G-reasoner: Foundation Models for Unified Reasoning over Graph-structured Knowledge

G-reasoner is a unified framework that integrates graph and language foundation models for reasoning over diverse graph-structured knowledge.

For more details, please refer to our project page and paper.

🎉 News

[2026-04-20] We have released the G-reasoner codebase and a 34M pre-trained model. 🚀
[2026-01-27] We are excited to share that G-reasoner has been accepted by ICLR 2026.
[2025-10-01] Checkout our latest progress: G-reasoner: Foundation Models for Unified Reasoning over Graph-structured Knowledge. Code and model will be updated soon.
[2025-09-19] We are excited to share that GFM-RAG has been accepted by NeurIPS 2025.
[2025-06-03] We have released a new version of GFM-RAG (2025-06-03) which is pre-trained on 286 KGs. Performance comparison with the previous version can be found in CHANGELOG.
[2025-02-06] We have released the GFM-RAG codebase and a 8M pre-trained model. 🚀

Features

Graph Foundation Model (GFM): A graph neural network-based retriever that can reason over the graph-index.
Universal Graph Index: A universal graph index that can represent various types of structural knowledge such as Knowledge Graphs, Document Graphs, and Hierarchical Graphs.
Efficiency: The GFM-RAG pipeline is efficient in conducting multi-hop reasoning with single-step retrieval.
Generalizability: The GFM-RAG can be directly applied to unseen datasets without fine-tuning.
Transferability: The GFM-RAG can be fine-tuned on your own dataset to improve performance on specific domains.
Compatibility: The GFM-RAG is compatible with arbitrary agent-based framework to conduct multi-step reasoning.
Interpretability: The GFM-RAG can illustrate the captured reasoning paths for better understanding.

Dependencies

Python 3.12
CUDA 12 and above (CUDA 12.6.3 is recommended)

Installation

Conda provides an easy way to install the CUDA development toolkit which is required by GFM-RAG

Install packages

conda create -n gfmrag python=3.12
conda activate gfmrag
conda install cuda-toolkit -c nvidia/label/cuda-12.6.3 # Replace with your desired CUDA version
pip install gfmrag

Quick Start

Read the full documentation at: https://rmanluo.github.io/gfm-rag/

This section shows the smallest end-to-end retrieval example:

Provide a dataset in raw/
Let GFMRetriever.from_index(...) build stage1 automatically if needed
Call retriever.retrieve(...) to get documents

You can find the full data schema here Data Format.
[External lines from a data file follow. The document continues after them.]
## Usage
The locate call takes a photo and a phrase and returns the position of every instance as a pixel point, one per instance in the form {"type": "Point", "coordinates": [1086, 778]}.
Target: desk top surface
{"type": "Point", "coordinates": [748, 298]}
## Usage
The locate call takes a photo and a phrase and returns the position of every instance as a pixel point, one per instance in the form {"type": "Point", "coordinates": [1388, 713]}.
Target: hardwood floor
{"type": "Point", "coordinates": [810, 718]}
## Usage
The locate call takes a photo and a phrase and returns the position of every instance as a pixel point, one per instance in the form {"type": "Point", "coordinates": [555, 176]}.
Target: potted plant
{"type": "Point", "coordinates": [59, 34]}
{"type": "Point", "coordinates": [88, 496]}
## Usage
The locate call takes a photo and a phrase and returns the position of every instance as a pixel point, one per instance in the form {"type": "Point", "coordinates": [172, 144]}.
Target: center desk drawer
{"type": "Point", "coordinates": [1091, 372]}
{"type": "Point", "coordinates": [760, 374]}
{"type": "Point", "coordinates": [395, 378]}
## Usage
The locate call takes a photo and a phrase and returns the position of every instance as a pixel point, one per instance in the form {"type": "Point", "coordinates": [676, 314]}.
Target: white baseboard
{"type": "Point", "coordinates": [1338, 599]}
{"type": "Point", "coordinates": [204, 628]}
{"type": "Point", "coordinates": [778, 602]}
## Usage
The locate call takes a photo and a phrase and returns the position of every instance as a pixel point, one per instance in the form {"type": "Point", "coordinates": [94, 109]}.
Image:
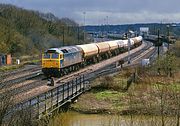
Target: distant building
{"type": "Point", "coordinates": [144, 30]}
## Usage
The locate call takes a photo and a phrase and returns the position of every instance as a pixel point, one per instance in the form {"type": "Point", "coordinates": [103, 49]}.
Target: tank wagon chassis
{"type": "Point", "coordinates": [61, 61]}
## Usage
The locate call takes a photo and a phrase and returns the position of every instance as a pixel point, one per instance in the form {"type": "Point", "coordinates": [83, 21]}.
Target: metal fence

Prepare A Minimal Raw Dataset

Create the following directory:

data/
└── toy_raw/
    └── raw/
        ├── documents.json
        └── test.json (Optional)

`raw/documents.json`

raw/documents.json is the raw document corpus used to build the graph index. It must be a JSON object where:

each key is a document title or document id
each value is the plain-text content of that document

Example:

{
  "France": "France is a country in Western Europe. Paris is its capital. The president of France is Emmanuel Macron.",
  "Paris": "Paris is the capital and most populous city of France.",
  "Emmanuel Macron": "Emmanuel Macron is a French politician who has served as president of France since 2017."
}

`raw/test.json` (optional)

raw/test.json is optional for retrieval itself, but useful for storing example queries or later evaluation. It must be a JSON array. Each item should contain:

id: unique sample id
question: the input query

It can also contain task metadata such as:

answer: reference answer
answer_aliases: optional aliases of the answer
supporting_documents: document titles that support the answer

Example:

[
  {
    "id": "toy-1",
    "question": "Who is the president of France?",
    "answer": "Emmanuel Macron",
    "answer_aliases": ["Macron"],
    "supporting_documents": ["France", "Emmanuel Macron"]
  }
]

Retrieve Documents With `GFMRetriever`

The example below follows the same initialization path used in gfmrag/gfmrag_retriever.py and gfmrag/workflow/qa_ircot_inference.py.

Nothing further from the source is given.